Wednesday, January 2, 2008

2008: A rounder number, a rounder you

Jess and Josh are back! And ready to celebrate 2008.

Now's the time to feel all the guilt that 2007 wouldn't allow you to. Sure, it's a new year, but the holidays are over and it's back to realizing a few depressing things that will keep that blade poised mercilessly above your wrists:

1) You have gained 2-10 pounds because you've subsisted mainly on the food your parents keep in the kitchen. This includes, but is not limited to:
a) Delicious gourmet cookies your meager budget cannot afford.
b) Cheeses. Lots of holiday cheeses.
c) Latenight hot chocolate.
d) Christmas feast leftovers-- lasagna, mashed potatoes, those amazing Pillsbury crescent rolls slathered in butter, brownies cut into the shape of snowmen/Santa.
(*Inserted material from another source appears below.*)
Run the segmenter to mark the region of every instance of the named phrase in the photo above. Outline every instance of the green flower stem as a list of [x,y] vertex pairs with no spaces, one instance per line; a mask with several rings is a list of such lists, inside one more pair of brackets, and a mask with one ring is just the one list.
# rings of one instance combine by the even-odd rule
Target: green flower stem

2) You have spent way too much money buying gifts for other people. Or, in my case, buying gifts for yourself in order to make up for all the gifts you didn't buy other people.

3) You probably treated your family like crap over the holidays. Your Grandmother bothered you one-too-many times about the state of your hair. Your father caught you smoking a joint with your cousin outside of your step-grandparents' house on Christmas. (Or was this only me?) Your mother berated you about "spending time" when all you want to do was spend time in your room, alone, moaping and listening to the only music sitting around your childhood bedroom: Say it with me now.... COLDPLAY. So now you must spend the rest of the year making up with your family: Cheerful phone calls. Thank you notes. Quick e-mails that "show you care." All this until the next holiday, when the cycle will start all over again.

4) New Year's Resolutions: No one ever keeps them. Stop promising yourself you'll quit coke or stop seeing your toxic boyfriend or be nicer to your dying Grandmother. Ain't gon' happen.